For the egg retrieval process itself, you’ll need about three weeks -- from menstruation to ovulation. During those three weeks, you will be visiting the clinic two or three times a week for blood tests, ultrasounds and instructions on what medications to take. Most clinics are open in the early morning without specific appointments and operate on a first-come first-served basis, so you should allow for wait time.
Many of the medicines must be refrigerated, and must be administered at a certain time each day, so you will probably need to curtail nighttime activities during this period so you can stay close to your refrigerator.
Some women in the U.S. hire nurses to help them administer their daily injections.
When you come closer to your ovulation date (somewhere after day 14 of your cycle), you may need to go to the clinic every day until they schedule the egg retrieval process. And you will not know which day it is, so plans with friends and colleagues will have to be flexible.
For the actual egg extraction, you will need to take the day off. The process will be done under some type of anesthesia and you will need to have someone accompany you to the clinic to take you home.
Expect to recover by the end of the day, although you will need to take it easy (no working out, heavy lifting, intercourse) for the next few days. Your doctor may also give you antibiotics for a week.
4. Be prepared to need another round
When it comes to fertility, there are no guarantees. You may have great “numbers” (hormone levels), but still end up with only half a dozen eggs to freeze.
Now that you know what the process entails, you might consider doing another round of egg harvesting and freezing, after another menstrual cycle. The process isn’t normally done in two consecutive menstrual cycles, to give the body a chance to rest.
5. You may want to hedge your bets
Some women who start the egg freezing process don't necessarily plan to use them.
Ariella, a 36-year-old Israeli, only got eight eggs to freeze in one cycle. Shortly after, she joined a group for religious single women who are considering becoming mothers – and decided to become a mother herself. She didn't use her frozen eggs for that, electing for artificial insemination, but still has her frozen oocytes and hopes to use them too one day--with a husband.

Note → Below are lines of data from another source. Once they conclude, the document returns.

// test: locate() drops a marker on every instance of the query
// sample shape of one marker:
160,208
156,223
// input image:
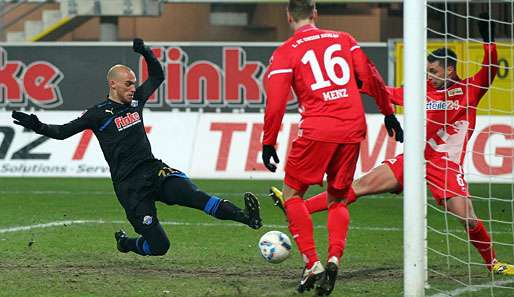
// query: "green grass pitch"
209,257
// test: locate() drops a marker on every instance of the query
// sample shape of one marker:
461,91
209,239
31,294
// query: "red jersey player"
322,67
451,116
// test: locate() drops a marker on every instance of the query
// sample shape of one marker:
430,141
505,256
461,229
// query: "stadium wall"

If when harvesting eggs, you decide to proceed with in vitro fertilization rather than freeze them, the process is similar. Instead of freezing the eggs, the doctors fertilize them with sperm. Then three to five days later, the best embryos (the eggs after fertilization with sperm) are transferred back to you. Then you must wait 10-14 days to find out if you’re pregnant. The remaining embryos will then be frozen for future use.
After she did one cycle of egg freezing, Alice, an analyst living in New York, decided not only to freeze eggs, but to freeze embryos too (she used a sperm donor), which have a higher success rate. “I thought if I met someone who wanted his own genetic children, we’d use my eggs, but if I did it on my own, I’d use the embryos,” she explains. Now, five years later, and still single at 47, she’s debating how to proceed. “I still haven’t decided if I want to be a mom yet,” she said.